Preparing me for the audience, my friends told me that the Rebbe would look at me when I came into his room, and then read my note while marking it up with a pencil. Then he would answer me, and watch me as I walked out of the room.

But when I opened the door and walked in, at about 2:00 AM, I noticed that the Rebbe was looking down, his beard pressed against his jacket. Without picking up his head, the Rebbe took my note from me, made his marks, and asked me whether I was called up to the Torah that past Shabbat — as is the Chabad custom before a birthday. He then gave me a blessing for success and a blessing for my father as well.

Then, the volume of his voice picking up suddenly and dramatically, he added: “You should go to learn in a yeshivah next year, and that will help your father, too!” He said those words so forcefully, he was practically yelling. He was still looking down, but I understood that the meeting was over, and so I backed out of the room.

I took the Q train to Brighton Beach, where we lived at the time, and got home at about 3:00 AM. Everybody was asleep, so I went straight to bed.

By the time I woke up late the next morning, neither of my parents were home. My father owned a butcher’s shop, which my mother had taken over during his illness, so I went there and asked her about my father.

“Do you know what happened?” she asked. I didn’t.

“He’s better!”

I did a double take. “What?”

My father had woken up that morning feeling fine, and went straight to the doctor to get everything checked out. He was still at the doctor’s office when I went to the store.
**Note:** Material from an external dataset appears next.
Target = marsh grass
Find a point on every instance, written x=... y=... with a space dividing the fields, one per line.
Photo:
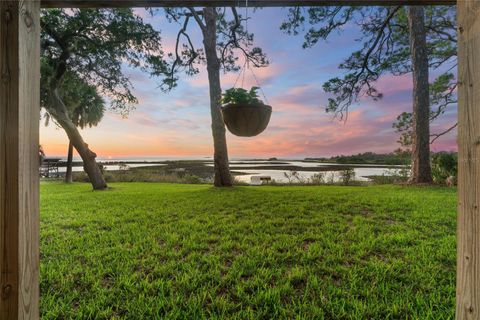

The Rebbe had told me that I should go to yeshivah and that would help my father — and it was as though I received the reward before I even did anything. It wasn’t a complete recovery, but we did have a few more years with him, until his passing five years later.

For some reason, I decided not to tell my parents what the Rebbe had said; I only told them that I was going to yeshivah for another year — without putting it on the Rebbe. At that moment, keeping this information to myself seemed like the right thing to do. They weren’t thrilled that I wasn’t going to college, but I did what I had to do, and the next year I went to the Tomchei Temimim yeshivah in Morristown, New Jersey.

By the end of that year, I decided that I wanted to stay in yeshivah for longer, and when my next birthday rolled around, in 1972, I came for another audience with the Rebbe.

This time, when I knocked on the door and walked in, the Rebbe was looking at me with the warmest smile I ever saw. He watched me as I walked from the door to his desk, smiling all the while — except for when he looked down to read the note I handed to him. Even when he answered me, he smiled as he spoke.

The Rebbe actually talked to me for a while, and several times, I heard the door open and close, as the secretary checked in to make sure that I wasn’t just eating up everyone else’s time.

When it was finally time for me to leave, the Rebbe kept on smiling at me as I walked all the way to the door.

In the end, I didn’t go to college at all. Instead, after I got married, I took a few computer programming courses. I have been in that field since 1981, and things ended up working out just fine. Actually, around the time that I got married and was looking for work, there was a dip in government contracts for aeronautical engineers. So, had I become one — like Sender Yonah — it would not have helped much.

While working as a software engineer, Rabbi Kalman Shor has also been teaching Torah classes and providing other community services at Chabad of Henderson, Nevada, since 2003. He was interviewed in December 2025.